When a request finishes, its blocks return to the free list instantly. New requests can use them on the very next scheduling step.

Speculative Decoding Pipeline

Speculative decoding breaks the autoregressive bottleneck by allowing multiple tokens to be verified in parallel.

1

Draft Proposal

A lightweight draft model (EAGLE, Medusa, or n-gram predictor) generates k candidate tokens quickly from the target model's hidden states.

2

Batch Verification

The full target model runs a single forward pass over all k candidates simultaneously -- efficient because it processes tokens in parallel, not sequentially.

3

Accept/Reject

Each draft token compared against the target model's output. Correct guesses accepted, first mismatch uses the target model's token, subsequent drafts discarded.

4

Repeat

Process repeats from the last accepted token. With high acceptance rates (>70%), this can generate 2-3x faster than standard autoregressive decoding.

⚠️
Trade-off: Speculative decoding reduces latency but consumes GPU compute for the draft model. If the acceptance rate is low (<50%), the overhead can actually slow things down. Best for latency-sensitive workloads where the draft model matches the target model's distribution well.

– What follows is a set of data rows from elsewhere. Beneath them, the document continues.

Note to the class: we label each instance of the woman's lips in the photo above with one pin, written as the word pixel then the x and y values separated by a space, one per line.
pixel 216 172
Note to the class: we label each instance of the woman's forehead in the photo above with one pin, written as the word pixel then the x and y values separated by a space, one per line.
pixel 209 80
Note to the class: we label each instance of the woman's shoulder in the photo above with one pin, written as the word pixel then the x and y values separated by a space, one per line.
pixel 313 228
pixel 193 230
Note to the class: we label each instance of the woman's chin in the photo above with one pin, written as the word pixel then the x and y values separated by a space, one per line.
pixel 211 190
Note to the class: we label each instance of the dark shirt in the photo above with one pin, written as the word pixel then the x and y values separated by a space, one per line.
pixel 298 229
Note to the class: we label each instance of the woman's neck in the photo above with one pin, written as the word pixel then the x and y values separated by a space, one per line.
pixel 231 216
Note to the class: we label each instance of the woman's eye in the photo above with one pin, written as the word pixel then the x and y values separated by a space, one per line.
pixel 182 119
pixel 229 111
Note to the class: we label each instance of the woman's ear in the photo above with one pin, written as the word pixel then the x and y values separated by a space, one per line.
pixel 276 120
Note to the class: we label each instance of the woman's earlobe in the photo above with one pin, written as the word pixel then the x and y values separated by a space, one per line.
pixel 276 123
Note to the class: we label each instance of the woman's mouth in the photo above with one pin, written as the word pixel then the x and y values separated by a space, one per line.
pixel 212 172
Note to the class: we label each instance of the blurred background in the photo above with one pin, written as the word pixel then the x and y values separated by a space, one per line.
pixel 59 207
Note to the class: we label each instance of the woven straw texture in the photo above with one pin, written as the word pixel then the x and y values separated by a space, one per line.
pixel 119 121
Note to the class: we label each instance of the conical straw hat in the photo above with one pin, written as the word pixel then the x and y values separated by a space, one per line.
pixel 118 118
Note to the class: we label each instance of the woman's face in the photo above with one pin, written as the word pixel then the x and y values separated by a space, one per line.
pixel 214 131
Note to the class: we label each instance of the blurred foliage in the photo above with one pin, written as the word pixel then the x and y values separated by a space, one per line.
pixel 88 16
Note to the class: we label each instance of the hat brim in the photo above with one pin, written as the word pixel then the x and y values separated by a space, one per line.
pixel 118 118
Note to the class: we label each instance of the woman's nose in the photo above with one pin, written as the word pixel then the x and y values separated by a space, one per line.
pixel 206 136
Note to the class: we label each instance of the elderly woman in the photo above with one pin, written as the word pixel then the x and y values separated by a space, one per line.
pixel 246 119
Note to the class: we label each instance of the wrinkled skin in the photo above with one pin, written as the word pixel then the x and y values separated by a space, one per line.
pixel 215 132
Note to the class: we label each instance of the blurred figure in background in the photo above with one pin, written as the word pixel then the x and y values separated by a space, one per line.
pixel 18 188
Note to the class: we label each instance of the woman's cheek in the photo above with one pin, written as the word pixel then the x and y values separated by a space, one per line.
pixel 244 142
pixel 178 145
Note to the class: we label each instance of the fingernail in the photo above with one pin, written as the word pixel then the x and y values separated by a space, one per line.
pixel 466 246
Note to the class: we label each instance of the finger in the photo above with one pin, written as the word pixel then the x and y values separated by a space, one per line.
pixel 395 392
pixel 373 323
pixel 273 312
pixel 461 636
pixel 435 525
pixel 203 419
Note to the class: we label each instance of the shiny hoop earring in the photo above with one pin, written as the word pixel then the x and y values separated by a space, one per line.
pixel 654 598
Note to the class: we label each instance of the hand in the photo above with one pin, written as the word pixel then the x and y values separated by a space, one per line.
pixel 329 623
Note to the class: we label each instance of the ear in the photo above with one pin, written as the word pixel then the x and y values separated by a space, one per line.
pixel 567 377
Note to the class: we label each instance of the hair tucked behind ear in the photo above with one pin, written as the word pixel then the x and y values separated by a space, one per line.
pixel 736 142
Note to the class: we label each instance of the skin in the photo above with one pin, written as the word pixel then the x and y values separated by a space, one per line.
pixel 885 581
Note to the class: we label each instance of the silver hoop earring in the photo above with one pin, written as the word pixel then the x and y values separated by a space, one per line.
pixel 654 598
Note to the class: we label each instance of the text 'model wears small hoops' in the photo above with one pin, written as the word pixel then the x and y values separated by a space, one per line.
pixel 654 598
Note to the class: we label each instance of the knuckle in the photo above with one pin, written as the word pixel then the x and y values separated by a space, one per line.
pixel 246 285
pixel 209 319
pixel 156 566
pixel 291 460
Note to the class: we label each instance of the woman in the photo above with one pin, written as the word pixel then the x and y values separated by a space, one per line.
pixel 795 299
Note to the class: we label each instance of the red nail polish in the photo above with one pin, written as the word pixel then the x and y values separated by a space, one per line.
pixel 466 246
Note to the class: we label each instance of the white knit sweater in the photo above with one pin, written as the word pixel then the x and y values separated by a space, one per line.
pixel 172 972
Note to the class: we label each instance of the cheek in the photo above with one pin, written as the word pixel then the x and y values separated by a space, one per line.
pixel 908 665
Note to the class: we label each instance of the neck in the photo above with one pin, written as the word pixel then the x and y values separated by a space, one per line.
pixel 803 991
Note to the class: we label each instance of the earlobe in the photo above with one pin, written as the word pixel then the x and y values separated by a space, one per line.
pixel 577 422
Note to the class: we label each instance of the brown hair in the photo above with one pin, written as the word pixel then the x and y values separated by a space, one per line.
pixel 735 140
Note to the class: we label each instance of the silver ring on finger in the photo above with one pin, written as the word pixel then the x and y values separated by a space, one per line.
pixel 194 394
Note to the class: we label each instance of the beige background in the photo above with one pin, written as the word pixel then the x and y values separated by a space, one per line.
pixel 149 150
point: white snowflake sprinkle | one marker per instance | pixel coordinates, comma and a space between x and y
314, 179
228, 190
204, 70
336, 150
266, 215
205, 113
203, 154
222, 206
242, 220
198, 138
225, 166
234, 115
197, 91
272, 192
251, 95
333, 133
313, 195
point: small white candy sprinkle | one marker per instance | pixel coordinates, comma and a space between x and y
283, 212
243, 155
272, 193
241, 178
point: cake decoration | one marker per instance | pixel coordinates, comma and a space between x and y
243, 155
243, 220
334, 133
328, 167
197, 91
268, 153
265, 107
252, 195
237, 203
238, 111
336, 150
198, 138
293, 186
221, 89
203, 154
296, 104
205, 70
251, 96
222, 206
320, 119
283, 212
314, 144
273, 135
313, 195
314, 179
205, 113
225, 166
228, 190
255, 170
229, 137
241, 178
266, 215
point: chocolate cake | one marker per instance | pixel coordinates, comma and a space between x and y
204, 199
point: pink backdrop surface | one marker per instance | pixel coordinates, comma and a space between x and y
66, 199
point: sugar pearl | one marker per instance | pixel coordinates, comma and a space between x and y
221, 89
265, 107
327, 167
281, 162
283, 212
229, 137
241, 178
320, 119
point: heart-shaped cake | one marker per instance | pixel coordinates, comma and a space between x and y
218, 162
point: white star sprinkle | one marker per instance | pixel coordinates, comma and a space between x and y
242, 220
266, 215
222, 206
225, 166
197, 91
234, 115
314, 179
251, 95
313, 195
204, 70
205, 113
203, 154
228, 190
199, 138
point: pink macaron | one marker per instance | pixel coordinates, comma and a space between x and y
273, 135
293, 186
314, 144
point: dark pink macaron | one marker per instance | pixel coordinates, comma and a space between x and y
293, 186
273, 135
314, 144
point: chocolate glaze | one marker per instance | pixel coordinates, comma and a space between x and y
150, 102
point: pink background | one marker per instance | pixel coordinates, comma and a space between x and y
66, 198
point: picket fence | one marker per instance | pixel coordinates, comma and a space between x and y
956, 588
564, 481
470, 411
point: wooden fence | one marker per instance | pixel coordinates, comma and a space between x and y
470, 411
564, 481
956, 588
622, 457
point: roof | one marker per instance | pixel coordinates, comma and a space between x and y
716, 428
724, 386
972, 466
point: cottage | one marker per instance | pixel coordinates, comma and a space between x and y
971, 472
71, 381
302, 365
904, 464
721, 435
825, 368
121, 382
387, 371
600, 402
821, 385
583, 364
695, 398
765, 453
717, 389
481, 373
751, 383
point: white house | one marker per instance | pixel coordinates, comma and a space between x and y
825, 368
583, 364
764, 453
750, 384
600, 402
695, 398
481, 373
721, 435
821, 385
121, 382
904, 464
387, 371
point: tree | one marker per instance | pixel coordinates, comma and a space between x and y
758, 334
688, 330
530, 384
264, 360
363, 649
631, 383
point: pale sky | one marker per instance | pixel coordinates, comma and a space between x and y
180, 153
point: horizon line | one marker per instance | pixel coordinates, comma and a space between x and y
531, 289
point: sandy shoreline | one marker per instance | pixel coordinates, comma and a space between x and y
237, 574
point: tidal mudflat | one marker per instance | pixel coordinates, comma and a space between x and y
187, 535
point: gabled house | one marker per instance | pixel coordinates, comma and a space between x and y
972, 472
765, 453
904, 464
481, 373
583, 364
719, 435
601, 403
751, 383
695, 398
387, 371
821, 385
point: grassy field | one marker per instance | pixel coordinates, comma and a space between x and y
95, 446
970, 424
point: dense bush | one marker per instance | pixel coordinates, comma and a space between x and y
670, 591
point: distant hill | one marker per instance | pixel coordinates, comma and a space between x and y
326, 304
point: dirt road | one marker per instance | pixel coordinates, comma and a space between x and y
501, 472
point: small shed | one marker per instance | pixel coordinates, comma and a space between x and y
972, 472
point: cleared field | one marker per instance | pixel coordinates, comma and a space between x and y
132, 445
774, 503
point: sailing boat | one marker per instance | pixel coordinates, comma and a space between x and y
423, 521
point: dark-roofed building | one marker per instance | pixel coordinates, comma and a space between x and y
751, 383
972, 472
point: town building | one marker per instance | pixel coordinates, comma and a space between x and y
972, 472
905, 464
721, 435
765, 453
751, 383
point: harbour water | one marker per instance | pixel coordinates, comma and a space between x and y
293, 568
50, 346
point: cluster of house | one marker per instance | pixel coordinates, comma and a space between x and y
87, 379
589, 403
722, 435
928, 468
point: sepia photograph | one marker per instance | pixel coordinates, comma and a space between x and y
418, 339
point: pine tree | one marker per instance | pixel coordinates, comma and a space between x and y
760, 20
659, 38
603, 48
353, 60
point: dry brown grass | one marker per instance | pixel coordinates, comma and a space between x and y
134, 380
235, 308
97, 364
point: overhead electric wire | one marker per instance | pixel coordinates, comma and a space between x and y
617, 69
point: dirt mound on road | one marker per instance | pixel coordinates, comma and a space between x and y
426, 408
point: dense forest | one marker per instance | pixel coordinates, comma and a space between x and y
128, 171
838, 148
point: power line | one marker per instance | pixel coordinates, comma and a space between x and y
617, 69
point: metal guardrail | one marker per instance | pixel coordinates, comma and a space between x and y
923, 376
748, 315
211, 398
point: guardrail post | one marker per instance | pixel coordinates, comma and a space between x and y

Performance Characteristics

How vLLM compares to baselines on key performance dimensions. These are representative ranges -- actual numbers depend on model, hardware, and workload.

Throughput Gain
2-4x
Memory Efficiency
96%+
V1 Engine Improvement
+24%
Spec Decode Speedup
2-3x
CUDA Graph Gain
10-30%
💡
Key insight: The 2-4x throughput gain comes almost entirely from PagedAttention's memory efficiency. By eliminating fragmentation, vLLM can fit more concurrent requests in the same GPU memory, and continuous batching ensures those requests keep the GPU fully utilized.